Residuals, the differences between the observed and predicted values, serve as a diagnostic measure to evaluate the accuracy of a regression model. By plotting these residuals against the predicted values, we can visually inspect the variance and patterns that may indicate issues such as heteroscedasticity or non-linearity.

### Residual Plot Construction

- **Objective**: To create a visual representation of the residuals to evaluate the fit of our linear regression model and to identify any systematic errors.
- **Procedure**:
  - **Calculation of Residuals**: Residuals are computed as the difference between the test set outcomes (`y_test`) and the predicted values (`y_pred`). This subtraction yields a series of residuals indicating the error in prediction for each observation.
  - **Visualization**: The residuals are plotted against the predicted values to visually assess the spread and distribution. An ideal residual plot shows a random dispersion of residuals around the horizontal line at zero, indicating that the model's predictions are unbiased across the range of data.
  
### Plot Features and Interpretation

- **Horizontal Zero Line**: A red dashed horizontal line at y=0 is included in the plot to act as a baseline, making it easier to identify residuals that deviate significantly from zero.
- **Scatter Plot**: Each residual is plotted as a point relative to its predicted value.

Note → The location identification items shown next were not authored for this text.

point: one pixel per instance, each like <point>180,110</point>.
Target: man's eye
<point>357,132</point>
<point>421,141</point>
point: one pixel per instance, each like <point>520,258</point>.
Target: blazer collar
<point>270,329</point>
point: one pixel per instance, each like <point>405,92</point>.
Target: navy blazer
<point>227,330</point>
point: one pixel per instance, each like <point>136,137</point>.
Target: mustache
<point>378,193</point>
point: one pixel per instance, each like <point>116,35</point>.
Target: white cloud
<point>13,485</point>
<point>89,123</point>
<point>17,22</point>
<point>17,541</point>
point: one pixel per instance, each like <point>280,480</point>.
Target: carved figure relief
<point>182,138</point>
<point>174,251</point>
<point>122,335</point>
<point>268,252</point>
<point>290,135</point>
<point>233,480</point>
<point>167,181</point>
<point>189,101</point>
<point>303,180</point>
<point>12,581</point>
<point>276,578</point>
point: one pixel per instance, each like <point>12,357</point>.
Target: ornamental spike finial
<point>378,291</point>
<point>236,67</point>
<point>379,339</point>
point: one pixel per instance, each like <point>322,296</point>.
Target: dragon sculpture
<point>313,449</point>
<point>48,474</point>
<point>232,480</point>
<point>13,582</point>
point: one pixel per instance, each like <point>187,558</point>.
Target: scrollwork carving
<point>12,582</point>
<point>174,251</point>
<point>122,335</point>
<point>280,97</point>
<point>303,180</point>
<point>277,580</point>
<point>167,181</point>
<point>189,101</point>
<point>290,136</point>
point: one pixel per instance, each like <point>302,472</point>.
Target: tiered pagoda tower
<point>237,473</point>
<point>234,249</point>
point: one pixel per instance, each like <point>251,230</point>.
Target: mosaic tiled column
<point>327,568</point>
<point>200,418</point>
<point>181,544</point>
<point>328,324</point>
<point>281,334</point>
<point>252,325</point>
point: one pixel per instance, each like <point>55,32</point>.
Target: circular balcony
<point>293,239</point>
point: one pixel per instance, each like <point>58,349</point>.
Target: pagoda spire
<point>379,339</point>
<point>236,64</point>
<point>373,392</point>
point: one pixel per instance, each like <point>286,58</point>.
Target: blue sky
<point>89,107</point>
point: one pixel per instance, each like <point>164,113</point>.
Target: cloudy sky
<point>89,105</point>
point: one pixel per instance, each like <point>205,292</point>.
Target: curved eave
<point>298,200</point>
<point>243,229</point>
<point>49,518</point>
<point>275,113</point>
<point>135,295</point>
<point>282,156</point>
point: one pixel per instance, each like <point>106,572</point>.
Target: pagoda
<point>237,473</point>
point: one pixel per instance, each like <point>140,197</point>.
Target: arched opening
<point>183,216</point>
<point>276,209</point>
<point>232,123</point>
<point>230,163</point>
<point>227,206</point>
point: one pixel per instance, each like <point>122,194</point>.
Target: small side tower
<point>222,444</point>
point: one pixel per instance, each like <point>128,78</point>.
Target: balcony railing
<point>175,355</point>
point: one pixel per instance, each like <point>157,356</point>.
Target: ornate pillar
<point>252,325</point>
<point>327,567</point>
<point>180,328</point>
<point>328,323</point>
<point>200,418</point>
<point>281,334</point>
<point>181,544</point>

This scatter helps in identifying patterns such as funnel-shaped plots (indicative of heteroscedasticity) or clear trends that suggest non-linear relationships not captured by the model.

### Analytical Benefits

- **Identification of Outliers**: Large residuals far from the zero line indicate outliers in data that the model fails to accurately predict.
- **Assessment of Homoscedasticity**: The spread of residuals should be uniform across all levels of predicted values; any systematic change in spread suggests heteroscedasticity, prompting a need for transformations or different modeling approaches.
- **Model Diagnostics**: A lack of pattern or trend in the residual plot supports the suitability of the linear model for the data. Conversely, any pattern may indicate model misspecification or the presence of influential variables not included in the model.